Espaço público em um mundo privado

Com o intuito de estimular discussões sobre a relação entre a dança e o espaço urbano, o idança firma uma parceria de conteúdo com a rede Ciudades que Danzan. Traduzimos um artigo que integra a primeira edição da revista anual editada pela rede, que é bilíngüe em inglês e espanhol. Lá, você pode encontrar artigos, depoimentos de artistas e a programação dos festivais que têm a cidade como cenário. Para ler a revista, clique aqui.

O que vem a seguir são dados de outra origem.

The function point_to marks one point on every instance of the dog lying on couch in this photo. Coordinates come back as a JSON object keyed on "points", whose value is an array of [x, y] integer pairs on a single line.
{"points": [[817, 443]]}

Ciudades que Danzan é uma rede internacional de festivais de dança com programação em paisagens urbanas, que acontecem em diversas cidades da Europa e da América Latina. O objetivo é humanizar as cidades, valorizar o patrimônio artístico e arquitetônico e promover o intercâmbio entre os centros urbanos. Para conhecer mais sobre o projeto, clique aqui.

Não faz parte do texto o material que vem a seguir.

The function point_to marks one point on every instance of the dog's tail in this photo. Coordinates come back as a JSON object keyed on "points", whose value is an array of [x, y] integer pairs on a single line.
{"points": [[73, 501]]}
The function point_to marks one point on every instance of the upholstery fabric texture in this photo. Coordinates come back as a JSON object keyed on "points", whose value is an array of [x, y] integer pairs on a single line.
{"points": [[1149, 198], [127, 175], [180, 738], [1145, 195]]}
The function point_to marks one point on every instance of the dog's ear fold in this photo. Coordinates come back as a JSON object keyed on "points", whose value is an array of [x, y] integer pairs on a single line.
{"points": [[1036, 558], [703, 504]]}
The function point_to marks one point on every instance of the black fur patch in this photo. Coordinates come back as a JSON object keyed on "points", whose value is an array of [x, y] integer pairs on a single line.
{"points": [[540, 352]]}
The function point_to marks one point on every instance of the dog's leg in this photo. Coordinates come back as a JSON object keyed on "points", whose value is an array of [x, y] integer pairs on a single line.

Até pouco tempo atrás, falar sobre paisagens urbanas era uma maneira quase poética de se referir àqueles espaços que, hoje, parecem estar no caminho da extinção. Na Europa, não se questiona que a rua é um espaço público. Na América Latina, o espaço público vai de arena de lutas a patrimônio privado nas mãos de donos de empresas. Nada mais distante de harmoniosas paisagens urbanas ou espaços para encontros de cidadãos. Se o movimento popular navega contra o fluxo da privatização do espaço público, se a educação pública não educa e a administração local não funciona… Faz sentido falar sobre dança contemporânea em espaços públicos? Talvez, hoje em dia, mais do que nunca. Se estamos escrevendo sobre a América Latina, não há nada inocente ou simplesmente estético em nossa cultura. É verdade que dentro do auto-proclamado Primeiro Mundo, a pós-modernidade é vivida em sua plenitude e, de acordo com Zygmunt Bauman, houve uma passagem dos espaços sociais cognitivos (incentivados no período moderno) para os espaços sociais estéticos (filhos naturais da pós-modernidade).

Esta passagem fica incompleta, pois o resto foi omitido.